When a main character leaves a show, there is, indeed, an character-shaped hole for the show and its characters to fill. Sometimes the character just walks upstairs into oblivion, sure, but, for Sunny and the Gang, that’s not really an option. It’s Always Sunny In Philadelphia is a finely calibrated balance scale, where the week’s triumphs for some come at the precise measure of the others’ crushing humiliations, and the Gang’s intertwined madness is snarled beyond individual or group redemption. Season 13 enters as an incomplete, wonky machine and exits this first episode careening in several, seemingly out-of-control directions at once. But the script (by David “Rickety Cricket” Hornsby) embraces the chaotic new order of things, delivering an improbably confident argument that Sunny can still work without Dennis Reynolds—most of the time.

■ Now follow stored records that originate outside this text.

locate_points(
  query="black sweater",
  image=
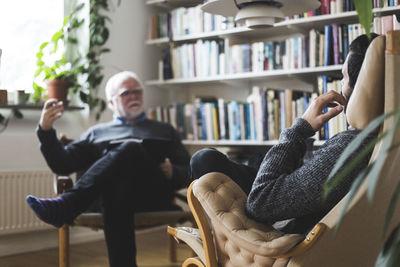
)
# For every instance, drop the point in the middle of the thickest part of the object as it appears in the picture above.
(94, 143)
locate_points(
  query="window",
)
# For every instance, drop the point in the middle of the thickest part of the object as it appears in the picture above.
(24, 26)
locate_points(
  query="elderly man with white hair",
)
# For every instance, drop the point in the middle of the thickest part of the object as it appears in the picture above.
(127, 175)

- Mac has indeed transformed himself into the shredded hunk of beefcake he always claimed to be. (This isn’t just mass.) I don’t know if Rob McElhenney’s real-life fitness is solely another body-shaping goof for the show’s benefit, but the episode certainly works it in as such. Just as Mac/McElhenney’s weight gain in season 6 served as a remarkably committed metatextual joke, here, Mac’s incessant shirtless preening is waved off by the others as just another desperate plea for attention.
- The Waitress is still living with Charlie at the beginning of the episode after her affecting yet ill-advised decision to give her longtime stalker a chance. Sadly(?) for them both, Charlie leaves the doll alone with his love (who was getting on his nerves anyway), and she promptly falls off the wagon and cheats on him. With the doll.
- Mac’s out-of-nowhere “You guys like me, right?” after the rest of the Gang is callously unimpressed by his new physique finds the right note for the ongoing empathy puzzle that is Ronald McDonald.
- The closeups of the Dennis doll are nightmare fuel. Sheer madness kindling.
- I’m assuming that this Dennis is the actual Dennis and that his appearance and ongoing role in the season will be revealed. Still, I’m not the only one who expected that the last shot would be of the Dennis doll sitting on that stool while the Gang addressed it as if it were real and poured beer into its gaping mouth, right?
- And we’re back for The A.V. Club’s coverage of season 13, people. I’m Dennis (the other Dennis) and I’ll be your reviewer. See you in the comments. And remember, “Dennis is a bastard man.”